4 More Reasons Why You Should Have a Budget for Your Integration Business
Description
On this episode of ClearTalk, our President, Joel Harris, is once again joined by Eric Morris, CFO at Wayne Automatic for PART 2 of this discussion on why budgeting is important for the success of your integration business.
The pair also covers many best practices for using your budget as a tool throughout the year, as opposed to creating a budget and putting it on the shelf.
It may be a bit cliché, but they say that when you set goals, they need to be SMART, and it’s the same thing with your budget. Your budget needs to be Specific, Measurable, Achievable, Realistic and Time Centered.” Eric Morris
Our experts answer many important questions including:
- Why should you always be challenging your assumptions?
- How can an integration company build a revenue budget?
- Why is it important to triangulate your work against as many data points as possible
- Why you need to schedule budget review meetings
“Remember, budgeting is an iterative process, and nobody gets it right.
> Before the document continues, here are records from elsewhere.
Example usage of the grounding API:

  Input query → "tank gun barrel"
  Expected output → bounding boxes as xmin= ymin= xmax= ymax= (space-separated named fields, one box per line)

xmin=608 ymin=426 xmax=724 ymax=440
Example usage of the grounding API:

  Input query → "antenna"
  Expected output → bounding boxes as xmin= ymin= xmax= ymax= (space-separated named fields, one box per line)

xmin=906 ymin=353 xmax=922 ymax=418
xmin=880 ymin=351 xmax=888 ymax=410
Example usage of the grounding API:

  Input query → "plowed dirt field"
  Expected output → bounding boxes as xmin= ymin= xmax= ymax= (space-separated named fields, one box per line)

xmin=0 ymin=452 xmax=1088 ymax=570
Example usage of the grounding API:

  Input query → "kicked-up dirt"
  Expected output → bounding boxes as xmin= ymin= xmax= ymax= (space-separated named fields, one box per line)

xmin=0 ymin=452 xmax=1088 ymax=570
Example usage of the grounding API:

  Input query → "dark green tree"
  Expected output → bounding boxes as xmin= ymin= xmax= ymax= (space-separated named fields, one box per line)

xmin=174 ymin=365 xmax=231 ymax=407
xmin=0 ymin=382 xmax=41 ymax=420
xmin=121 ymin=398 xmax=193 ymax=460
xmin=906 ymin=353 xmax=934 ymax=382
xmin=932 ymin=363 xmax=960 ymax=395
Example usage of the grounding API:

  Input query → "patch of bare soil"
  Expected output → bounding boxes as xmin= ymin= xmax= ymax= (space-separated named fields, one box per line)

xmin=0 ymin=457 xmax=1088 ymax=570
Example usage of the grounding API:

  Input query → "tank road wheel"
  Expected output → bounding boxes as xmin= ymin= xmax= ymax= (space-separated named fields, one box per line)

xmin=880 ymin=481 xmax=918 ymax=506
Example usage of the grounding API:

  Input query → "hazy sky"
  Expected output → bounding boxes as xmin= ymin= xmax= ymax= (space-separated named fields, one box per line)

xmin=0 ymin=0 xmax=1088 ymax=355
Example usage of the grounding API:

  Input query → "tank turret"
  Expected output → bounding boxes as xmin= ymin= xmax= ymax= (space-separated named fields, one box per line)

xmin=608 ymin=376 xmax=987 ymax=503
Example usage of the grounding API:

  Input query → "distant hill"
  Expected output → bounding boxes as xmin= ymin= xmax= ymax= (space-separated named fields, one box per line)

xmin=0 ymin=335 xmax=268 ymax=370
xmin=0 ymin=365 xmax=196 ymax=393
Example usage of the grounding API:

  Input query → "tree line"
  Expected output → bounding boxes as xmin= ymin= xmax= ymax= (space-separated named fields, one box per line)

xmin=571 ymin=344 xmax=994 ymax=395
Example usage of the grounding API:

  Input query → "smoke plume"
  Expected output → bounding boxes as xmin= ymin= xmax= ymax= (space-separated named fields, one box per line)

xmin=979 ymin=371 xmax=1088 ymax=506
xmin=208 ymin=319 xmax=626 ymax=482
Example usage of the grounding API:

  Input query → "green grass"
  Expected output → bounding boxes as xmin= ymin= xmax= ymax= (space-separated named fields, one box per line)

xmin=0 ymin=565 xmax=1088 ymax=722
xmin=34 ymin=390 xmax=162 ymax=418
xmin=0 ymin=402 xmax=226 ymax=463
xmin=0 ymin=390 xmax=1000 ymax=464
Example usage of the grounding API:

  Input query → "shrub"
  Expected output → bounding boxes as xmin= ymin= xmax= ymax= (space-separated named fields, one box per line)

We just keep after it and get a little bit better each time,” says Morris. “My company, like everyone else, still has a lot to learn, but we hope we get better with each turn of the crank.”
It’s important to be precise in your assumptions.
If you want to increase gross profits, how are you going to accomplish that?
Optimism is good, but slogans, like Buy Better, don’t help you increase gross profits. “You can’t assume that we can just magically work really hard so our gross margin will increase, and, by golly, we’re going to do better next year,” Morris reports. “You have to be realistic and keep challenging the assumptions.”
Our goal is that when you walk away from this podcast you will create a SMART budget for your integration business. “Because if you don't manage your business differently, the results are not going to be different,” says Harris.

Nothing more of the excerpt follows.